A customer tries out a Samsung Electronics' Galaxy Note 7 at the company's headquarters in Seoul, South Korea, October 10, 2016. REUTERS/Kim Hong-Ji - RTSRK3U

Vous avez dit « free roaming » ? L’itinérance des appels téléphoniques en vigueur depuis le 31 mars au sein de la Cedeao n’est en réalité pas gratuite. Dans les faits, elle ne concerne que la réception des appels, dans la limite de 300 minutes par mois. De plus, elle n’est effective que dans cinq des sept pays qui s’y sont engagés. À quelle facture devez-vous vous attendre ? Décryptage.

Ce que dit l’accord régional sur la téléphonie mobile en Afrique de l’Ouest

Finies les surfacturations à rallonge pour les appels d’un pays ouest-africain à l’autre ? Oui et non. Le protocole d’accord signé le 28 novembre 2016 à Abidjan par les régulateurs des télécoms du Burkina Faso, de la Côte d’Ivoire, de la Guinée-Conakry, du Mali, du Sénégal et de la Sierra Leone — auxquels s’est ajouté le Togo en janvier — prévoit la « gratuité de la réception d’appel pour les usagers en roaming » et la « facturation des appels des abonnés en déplacement au tarif local dans le réseau des pays visités ».

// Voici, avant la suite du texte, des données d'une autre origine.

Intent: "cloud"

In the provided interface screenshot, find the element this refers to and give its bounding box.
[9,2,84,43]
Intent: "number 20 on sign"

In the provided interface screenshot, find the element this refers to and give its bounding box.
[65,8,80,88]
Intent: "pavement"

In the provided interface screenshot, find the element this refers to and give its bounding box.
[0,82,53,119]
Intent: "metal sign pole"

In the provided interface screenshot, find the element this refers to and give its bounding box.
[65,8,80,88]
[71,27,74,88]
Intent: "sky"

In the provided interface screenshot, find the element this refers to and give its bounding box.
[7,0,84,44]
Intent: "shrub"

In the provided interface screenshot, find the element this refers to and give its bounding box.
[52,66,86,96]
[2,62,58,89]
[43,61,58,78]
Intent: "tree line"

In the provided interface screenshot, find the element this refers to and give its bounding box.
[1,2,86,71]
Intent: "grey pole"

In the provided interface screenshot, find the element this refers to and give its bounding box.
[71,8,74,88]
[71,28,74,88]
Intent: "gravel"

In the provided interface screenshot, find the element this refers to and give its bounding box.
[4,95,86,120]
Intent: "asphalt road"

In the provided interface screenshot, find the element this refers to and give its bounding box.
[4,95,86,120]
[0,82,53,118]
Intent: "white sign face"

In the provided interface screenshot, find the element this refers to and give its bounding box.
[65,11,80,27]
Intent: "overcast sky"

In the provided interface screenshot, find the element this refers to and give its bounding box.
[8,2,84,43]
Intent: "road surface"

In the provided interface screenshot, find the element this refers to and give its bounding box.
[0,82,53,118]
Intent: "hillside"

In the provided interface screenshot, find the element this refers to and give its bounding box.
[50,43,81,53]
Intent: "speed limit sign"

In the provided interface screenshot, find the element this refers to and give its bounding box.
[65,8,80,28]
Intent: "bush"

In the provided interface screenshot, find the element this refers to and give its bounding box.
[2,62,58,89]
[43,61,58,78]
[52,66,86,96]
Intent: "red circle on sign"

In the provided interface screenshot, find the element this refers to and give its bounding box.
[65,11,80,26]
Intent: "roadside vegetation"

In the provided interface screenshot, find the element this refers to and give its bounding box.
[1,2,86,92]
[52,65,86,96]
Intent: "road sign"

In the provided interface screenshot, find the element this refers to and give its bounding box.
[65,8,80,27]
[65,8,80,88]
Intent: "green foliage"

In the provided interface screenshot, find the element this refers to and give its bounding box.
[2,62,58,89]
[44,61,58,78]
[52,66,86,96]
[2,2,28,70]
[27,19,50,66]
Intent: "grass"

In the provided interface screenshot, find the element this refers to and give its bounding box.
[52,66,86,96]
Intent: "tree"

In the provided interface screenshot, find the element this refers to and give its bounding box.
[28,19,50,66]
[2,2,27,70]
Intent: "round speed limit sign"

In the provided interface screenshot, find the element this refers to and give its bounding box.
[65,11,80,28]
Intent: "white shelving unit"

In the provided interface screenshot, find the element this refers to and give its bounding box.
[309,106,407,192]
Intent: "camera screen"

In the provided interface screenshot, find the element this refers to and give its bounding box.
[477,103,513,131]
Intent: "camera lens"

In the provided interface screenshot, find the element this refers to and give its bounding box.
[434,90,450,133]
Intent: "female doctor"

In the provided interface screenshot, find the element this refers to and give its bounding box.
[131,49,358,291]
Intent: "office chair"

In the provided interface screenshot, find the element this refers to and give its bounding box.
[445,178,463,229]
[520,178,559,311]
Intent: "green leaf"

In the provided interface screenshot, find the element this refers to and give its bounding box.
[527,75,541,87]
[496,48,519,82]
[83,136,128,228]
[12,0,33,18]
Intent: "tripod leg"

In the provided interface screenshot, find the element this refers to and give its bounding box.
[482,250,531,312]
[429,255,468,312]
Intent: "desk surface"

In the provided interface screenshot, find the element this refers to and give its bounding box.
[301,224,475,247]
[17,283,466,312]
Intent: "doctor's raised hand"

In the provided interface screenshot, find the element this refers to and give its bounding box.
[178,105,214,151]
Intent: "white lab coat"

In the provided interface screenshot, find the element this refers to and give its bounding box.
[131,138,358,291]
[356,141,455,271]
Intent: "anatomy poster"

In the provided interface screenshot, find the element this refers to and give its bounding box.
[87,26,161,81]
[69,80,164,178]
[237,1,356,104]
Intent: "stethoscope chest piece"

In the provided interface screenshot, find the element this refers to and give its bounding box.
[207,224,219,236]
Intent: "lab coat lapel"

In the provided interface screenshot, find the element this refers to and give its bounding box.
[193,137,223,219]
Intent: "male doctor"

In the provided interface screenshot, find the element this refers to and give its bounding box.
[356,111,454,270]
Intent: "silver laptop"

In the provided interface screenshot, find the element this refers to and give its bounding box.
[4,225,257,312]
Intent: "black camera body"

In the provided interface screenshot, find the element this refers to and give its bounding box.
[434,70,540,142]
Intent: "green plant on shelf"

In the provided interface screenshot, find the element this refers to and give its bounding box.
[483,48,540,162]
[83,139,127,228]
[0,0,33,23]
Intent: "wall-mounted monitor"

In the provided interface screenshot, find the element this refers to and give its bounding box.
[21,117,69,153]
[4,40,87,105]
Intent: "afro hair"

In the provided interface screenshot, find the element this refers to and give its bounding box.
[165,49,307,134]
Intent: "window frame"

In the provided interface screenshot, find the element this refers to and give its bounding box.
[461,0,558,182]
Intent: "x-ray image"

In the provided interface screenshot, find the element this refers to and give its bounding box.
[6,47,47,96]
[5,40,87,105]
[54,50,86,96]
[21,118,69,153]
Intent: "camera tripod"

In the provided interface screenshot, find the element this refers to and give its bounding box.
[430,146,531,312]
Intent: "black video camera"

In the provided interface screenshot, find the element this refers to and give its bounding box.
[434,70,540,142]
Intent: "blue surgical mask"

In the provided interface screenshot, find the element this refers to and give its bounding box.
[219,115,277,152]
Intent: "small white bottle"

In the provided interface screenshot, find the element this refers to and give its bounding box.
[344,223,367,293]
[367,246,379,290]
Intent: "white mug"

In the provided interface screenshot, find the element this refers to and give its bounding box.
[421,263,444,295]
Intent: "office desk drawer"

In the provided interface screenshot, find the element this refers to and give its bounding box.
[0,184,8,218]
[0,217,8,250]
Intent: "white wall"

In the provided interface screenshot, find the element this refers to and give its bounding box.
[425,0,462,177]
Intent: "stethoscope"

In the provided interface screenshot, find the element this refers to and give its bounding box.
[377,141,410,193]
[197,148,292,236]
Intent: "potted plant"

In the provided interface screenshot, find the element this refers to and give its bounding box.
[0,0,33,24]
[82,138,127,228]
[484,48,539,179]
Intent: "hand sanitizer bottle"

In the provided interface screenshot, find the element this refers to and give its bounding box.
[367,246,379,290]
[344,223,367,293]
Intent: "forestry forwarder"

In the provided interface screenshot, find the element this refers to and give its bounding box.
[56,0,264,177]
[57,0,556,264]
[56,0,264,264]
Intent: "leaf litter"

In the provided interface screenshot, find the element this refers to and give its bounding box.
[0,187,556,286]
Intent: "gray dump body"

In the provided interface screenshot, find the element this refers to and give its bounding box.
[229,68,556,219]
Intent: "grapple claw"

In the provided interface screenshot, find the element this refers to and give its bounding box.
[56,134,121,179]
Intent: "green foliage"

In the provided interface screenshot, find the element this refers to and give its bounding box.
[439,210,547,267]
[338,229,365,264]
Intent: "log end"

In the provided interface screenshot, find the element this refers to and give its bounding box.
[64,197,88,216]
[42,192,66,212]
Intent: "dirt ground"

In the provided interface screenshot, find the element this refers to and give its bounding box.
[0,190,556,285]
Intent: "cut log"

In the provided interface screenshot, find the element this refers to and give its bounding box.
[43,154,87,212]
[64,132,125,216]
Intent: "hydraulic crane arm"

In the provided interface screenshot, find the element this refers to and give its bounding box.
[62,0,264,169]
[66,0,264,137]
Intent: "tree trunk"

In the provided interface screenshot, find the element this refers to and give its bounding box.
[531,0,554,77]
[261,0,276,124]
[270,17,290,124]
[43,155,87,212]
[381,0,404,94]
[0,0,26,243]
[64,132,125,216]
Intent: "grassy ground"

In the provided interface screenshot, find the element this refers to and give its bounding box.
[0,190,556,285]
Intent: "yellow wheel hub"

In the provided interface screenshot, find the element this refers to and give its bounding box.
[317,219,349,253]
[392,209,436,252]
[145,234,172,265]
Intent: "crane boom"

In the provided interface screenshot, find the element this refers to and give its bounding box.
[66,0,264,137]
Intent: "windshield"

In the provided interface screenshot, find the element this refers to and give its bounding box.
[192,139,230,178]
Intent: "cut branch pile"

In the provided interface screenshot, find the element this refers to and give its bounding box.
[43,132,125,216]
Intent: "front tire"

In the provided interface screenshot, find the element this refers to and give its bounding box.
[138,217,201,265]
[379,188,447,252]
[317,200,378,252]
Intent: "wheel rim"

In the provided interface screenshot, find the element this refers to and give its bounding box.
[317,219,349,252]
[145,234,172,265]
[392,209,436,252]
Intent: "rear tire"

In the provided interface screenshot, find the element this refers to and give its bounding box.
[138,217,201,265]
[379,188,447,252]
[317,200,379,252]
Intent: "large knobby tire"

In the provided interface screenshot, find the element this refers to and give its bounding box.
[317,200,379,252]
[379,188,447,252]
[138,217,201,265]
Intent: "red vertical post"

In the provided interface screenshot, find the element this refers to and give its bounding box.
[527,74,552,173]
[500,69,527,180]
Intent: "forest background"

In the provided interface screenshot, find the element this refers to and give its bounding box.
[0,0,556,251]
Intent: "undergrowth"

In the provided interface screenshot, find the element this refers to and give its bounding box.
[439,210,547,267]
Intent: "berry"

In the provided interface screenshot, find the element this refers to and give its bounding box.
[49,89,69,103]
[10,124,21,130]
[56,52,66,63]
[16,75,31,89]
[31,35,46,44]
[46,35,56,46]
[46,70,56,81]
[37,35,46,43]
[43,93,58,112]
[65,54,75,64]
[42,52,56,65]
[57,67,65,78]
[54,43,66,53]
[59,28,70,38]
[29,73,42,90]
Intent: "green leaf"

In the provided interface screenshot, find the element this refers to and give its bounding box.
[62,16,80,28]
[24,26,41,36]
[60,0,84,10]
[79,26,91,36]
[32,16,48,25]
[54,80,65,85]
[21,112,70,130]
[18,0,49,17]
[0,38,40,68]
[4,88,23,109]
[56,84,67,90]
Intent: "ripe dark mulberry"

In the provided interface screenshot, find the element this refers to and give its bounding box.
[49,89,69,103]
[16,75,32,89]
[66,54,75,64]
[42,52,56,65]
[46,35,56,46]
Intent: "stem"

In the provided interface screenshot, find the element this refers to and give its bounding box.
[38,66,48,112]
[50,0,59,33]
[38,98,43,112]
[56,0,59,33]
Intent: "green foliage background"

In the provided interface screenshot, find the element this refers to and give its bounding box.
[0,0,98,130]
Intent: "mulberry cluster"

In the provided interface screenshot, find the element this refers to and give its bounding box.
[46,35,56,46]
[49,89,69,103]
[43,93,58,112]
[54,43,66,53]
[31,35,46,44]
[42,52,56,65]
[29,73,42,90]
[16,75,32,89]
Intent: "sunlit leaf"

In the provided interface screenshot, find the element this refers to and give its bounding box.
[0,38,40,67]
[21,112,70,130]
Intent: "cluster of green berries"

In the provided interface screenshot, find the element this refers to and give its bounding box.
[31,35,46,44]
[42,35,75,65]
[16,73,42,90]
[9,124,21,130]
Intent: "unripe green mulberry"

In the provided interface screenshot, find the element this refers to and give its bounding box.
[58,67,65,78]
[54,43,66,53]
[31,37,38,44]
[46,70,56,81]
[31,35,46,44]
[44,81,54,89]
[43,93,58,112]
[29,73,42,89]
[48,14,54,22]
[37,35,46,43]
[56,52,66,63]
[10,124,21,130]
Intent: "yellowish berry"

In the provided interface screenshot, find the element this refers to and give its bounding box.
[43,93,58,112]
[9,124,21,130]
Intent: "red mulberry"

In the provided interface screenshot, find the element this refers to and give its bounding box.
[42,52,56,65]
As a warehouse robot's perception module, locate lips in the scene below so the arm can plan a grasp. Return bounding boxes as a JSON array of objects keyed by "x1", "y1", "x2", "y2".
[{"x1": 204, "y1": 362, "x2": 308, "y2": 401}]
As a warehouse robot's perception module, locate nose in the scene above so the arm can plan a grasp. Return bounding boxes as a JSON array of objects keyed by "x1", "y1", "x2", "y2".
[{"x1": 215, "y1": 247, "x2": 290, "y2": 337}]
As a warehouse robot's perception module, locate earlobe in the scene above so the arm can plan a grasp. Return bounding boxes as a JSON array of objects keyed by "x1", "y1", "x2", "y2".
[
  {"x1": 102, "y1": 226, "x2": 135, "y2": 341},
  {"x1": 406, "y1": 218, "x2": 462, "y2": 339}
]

« L’objectif politique est que chaque citoyen de la Cedeao se sente chez lui du point de vue des télécommunications, paie le même tarif où qu’il se trouve et n’ait pas à pâtir des factures de télécommunication », indique un conseiller à la présidence sénégalaise spécialiste du dossier.

C’est pour se pencher sur l’état d’application de ce protocole que les délégués des pays membres de la Communauté économique des États d’Afrique de l’Ouest (Cedeao) étaient réunis au siège de la Banque d’investissement et de développement à Lomé les lundi 22 et mardi 23 mai. En jeu, une ébauche de zone de télécommunications communautaire, trois mois après l’entrée en vigueur le 31 mars du protocole d’accord signé par sept des quinze membres de la zone.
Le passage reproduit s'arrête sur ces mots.